# Brush and vines



## an?qus (Nov 19, 2011)

I don't fell timber personally, but I live with someone who does, and I do buck and split it, so I felt compelled to share the experience that a friend of ours had recently since he was nearly killed. Being trained in body mechanics where rule #1 is "size up the job," and rule #2 is "clear the area," this may sound pretty fundamental to any pros and experienced arborists here, so apologies in advance if it's too much so. I hope not to insult anyone's intelligence. btw: in sizing up a job, it was taught to me that "if you can't handle the job given your existing resources, get more, get help or let it go for the time being.

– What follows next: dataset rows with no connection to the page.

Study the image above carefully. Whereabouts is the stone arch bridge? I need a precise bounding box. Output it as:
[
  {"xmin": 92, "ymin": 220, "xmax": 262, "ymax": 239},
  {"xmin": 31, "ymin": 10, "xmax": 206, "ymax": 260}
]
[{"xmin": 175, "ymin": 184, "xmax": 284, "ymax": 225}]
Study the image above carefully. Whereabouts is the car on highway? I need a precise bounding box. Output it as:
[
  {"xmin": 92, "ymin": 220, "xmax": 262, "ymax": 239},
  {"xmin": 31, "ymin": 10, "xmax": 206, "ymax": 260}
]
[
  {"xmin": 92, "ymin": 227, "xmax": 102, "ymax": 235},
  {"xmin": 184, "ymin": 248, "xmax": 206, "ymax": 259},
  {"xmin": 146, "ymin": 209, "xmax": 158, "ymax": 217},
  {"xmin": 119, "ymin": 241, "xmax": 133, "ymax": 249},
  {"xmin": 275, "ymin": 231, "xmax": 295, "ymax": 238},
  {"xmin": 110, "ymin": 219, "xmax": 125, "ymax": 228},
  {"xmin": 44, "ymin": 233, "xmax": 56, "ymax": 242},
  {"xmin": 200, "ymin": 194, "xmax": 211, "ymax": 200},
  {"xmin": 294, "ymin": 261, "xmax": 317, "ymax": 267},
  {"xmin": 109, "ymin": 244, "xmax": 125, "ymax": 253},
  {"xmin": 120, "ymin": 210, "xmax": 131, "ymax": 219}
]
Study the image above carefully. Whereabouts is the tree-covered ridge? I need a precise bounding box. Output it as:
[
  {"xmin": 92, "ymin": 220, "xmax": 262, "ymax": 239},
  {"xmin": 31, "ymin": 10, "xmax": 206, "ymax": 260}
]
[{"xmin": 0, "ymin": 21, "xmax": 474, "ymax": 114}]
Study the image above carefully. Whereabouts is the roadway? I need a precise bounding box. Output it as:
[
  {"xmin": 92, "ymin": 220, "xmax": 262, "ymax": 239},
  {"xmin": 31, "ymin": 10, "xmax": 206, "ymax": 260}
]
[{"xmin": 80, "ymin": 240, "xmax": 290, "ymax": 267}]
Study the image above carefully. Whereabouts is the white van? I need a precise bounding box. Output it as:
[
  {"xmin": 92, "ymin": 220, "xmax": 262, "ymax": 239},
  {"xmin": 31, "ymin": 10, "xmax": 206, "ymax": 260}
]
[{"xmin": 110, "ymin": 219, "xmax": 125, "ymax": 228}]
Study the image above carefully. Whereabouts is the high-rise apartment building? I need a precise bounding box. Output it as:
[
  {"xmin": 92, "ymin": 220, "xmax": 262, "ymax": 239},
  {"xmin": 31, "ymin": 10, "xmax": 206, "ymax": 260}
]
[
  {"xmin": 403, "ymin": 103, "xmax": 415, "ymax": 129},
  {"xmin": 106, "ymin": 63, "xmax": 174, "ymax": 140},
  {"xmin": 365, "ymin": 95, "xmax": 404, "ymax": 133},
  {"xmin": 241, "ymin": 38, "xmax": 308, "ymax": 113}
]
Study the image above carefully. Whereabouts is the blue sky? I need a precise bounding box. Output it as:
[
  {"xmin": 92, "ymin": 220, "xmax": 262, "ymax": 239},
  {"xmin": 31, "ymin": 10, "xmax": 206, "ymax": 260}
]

The following is the best understanding I was able to gain from their description of the incident: I guess they were out late and in a hurry to get that one last tree down before dark, and it was starting to get dark. They put the tree where they wanted it, but they had failed to clear the area of brush and vines. Once down, they started limbing it, unaware (because of the vines covering it) that the trunk was held slightly aloft by a limb driven at a slight angle (away from the one guy) by the weight of the tree into the ground. 

When the guy cut into the trunk, he just unluckily happened to cut through that one limb. When it let go, the trunk sprang up and straight at the guy. He had no idea that limb was even there. He was able to jump out of the way, but it missed him by no more than a hair of his head according to the guy that was with him, and he with the saw running.

In most areas of my life I've found that a little "back to basics" time can be time well spent. The lead guy was no rookie, and he's the guy it happened to. The mistakes look pretty obvious in hindsight, but, I hope, worth a mention as we are all human.

In summary:
1. Ya need the light to do this stuff (size up the job!).
2. Clear the area!
3. Ya can't rush through work like this (size up the job!).

All I can say is "Thank God" the guy lived to tell the story.


----------



## Volandtitanfan (Nov 25, 2011)

Thanks. I like the old Industrial safety slogan. Take Two. Taking Two min. to think about the safety of the job could save your life. Good post anéqus


----------